Dividends from Aim companies soared by almost a quarter in the first six months of the year amid signs the junior market is becoming increasingly attractive to investors looking for income, according to new figures out today.
Although a number of unusually large special dividends paid out by companies was partly responsible for the 23.9 per cent growth, even stripping those out the increase stood at almost 14 per cent according to financial data firm Link Group.
Inflation-beating payouts by Scottish firms including Edinburgh-based property investor Sigma, Iomart and Smart Metering Systems helped contribute to Aim’s record payout of £633 million during the first six months.
Among the larger-paying Aim sectors, the fastest underlying growth so far this year has come from healthcare, financials, industrial goods and support companies, but retailers paid out a fifth less year-on-year, thanks mainly to the bankruptcy of drinks retailer Conviviality.
Dividends from building material and construction firms also fell.
The current run rate of payouts means that in the 12 months to the end of June 2019, Aim’s dividends had almost exactly tripled since 2012, an annualised growth rate of 18.2 per cent.
By comparison, main market dividends grow 45 per cent over the same period, an annualised 5.9 per cent.
The Aim total over the past year is still relatively small however, only slightly exceeding the payout of Reckitt Benckiser, the 21st largest main-market dividend payer.
Even the main-market small-caps paid £4.8bn over the same period, four times the Aim total.

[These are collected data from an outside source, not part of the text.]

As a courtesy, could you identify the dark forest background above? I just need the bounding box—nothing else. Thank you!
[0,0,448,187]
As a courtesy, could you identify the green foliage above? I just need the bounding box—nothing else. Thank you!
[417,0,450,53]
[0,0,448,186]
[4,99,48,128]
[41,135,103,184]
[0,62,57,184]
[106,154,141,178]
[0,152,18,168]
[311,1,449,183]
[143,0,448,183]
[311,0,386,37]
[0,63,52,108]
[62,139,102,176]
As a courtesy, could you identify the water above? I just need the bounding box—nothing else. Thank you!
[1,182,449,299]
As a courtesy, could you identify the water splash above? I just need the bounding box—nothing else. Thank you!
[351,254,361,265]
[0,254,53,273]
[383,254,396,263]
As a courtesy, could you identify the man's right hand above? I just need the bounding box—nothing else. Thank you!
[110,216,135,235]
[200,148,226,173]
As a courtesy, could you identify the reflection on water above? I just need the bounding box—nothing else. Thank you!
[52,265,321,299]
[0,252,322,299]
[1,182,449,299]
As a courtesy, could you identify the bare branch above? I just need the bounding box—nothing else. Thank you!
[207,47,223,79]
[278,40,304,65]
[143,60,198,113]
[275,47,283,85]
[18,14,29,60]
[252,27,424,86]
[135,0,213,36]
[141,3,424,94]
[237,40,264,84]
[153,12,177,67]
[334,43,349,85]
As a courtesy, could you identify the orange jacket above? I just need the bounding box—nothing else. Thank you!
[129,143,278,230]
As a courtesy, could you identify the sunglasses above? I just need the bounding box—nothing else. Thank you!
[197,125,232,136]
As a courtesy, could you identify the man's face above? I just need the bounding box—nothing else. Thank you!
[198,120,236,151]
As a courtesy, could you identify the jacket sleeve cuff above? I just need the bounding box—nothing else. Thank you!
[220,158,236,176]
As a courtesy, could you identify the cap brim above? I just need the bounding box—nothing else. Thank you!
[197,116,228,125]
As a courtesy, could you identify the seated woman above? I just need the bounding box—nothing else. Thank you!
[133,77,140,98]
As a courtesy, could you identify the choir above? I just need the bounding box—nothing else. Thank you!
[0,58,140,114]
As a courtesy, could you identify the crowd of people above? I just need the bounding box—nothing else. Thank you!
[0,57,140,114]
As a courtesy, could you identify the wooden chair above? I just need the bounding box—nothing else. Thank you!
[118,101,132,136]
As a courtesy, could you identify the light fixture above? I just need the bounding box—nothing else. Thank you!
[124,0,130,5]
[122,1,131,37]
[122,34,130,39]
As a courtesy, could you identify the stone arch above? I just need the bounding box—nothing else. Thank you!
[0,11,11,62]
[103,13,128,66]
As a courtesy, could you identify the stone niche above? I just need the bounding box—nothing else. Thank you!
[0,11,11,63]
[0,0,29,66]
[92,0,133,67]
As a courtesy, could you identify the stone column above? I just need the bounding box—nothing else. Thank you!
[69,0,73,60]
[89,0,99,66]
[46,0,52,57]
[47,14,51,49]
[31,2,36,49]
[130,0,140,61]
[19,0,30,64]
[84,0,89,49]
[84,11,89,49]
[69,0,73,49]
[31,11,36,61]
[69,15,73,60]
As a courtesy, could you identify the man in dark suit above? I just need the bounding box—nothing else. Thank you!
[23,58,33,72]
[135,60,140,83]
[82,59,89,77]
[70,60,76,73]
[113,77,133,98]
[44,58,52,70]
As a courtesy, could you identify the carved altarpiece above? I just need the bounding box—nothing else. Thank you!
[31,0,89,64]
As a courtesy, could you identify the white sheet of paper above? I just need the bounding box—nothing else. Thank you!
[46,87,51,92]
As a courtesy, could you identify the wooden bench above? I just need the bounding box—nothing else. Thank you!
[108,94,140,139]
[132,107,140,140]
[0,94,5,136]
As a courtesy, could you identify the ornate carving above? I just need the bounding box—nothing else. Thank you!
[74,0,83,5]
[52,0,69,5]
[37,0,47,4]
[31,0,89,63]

Michael Kempe, chief operating officer at Link, pointed out that fewer Aim companies pay dividends than their main-market counterparts as so many are “still in their early capital-hungry phase”.
“But not only has the proportion of Aim companies paying dividends risen, but those coming to market are doing so earlier, and those paying them are growing their dividends rapidly,” he said.
“Dividend growth matters because it lies at the heart of share valuations. The faster the growth rate, the higher the value. And the more visible the dividend stream, the more certain an investor can be about its value.
“It is obviously very hard to predict growth rates for young companies, but even the very presence of a dividend in the first place is a useful hygiene factor.”
Over the coming 12 months, Aim stocks are expected to yield a collective 1.5 per cent, up from 1.2 per cent this time last year, owing to a combination of lower share prices and growing payouts.
If, however, companies that do not pay a dividend at all are excluded, the yield of those that do will be 2.5 per cent, only slightly behind the 3.1 per cent from the mid-caps on the main market. The FTSE 100 collectively yields 4.5 per cent.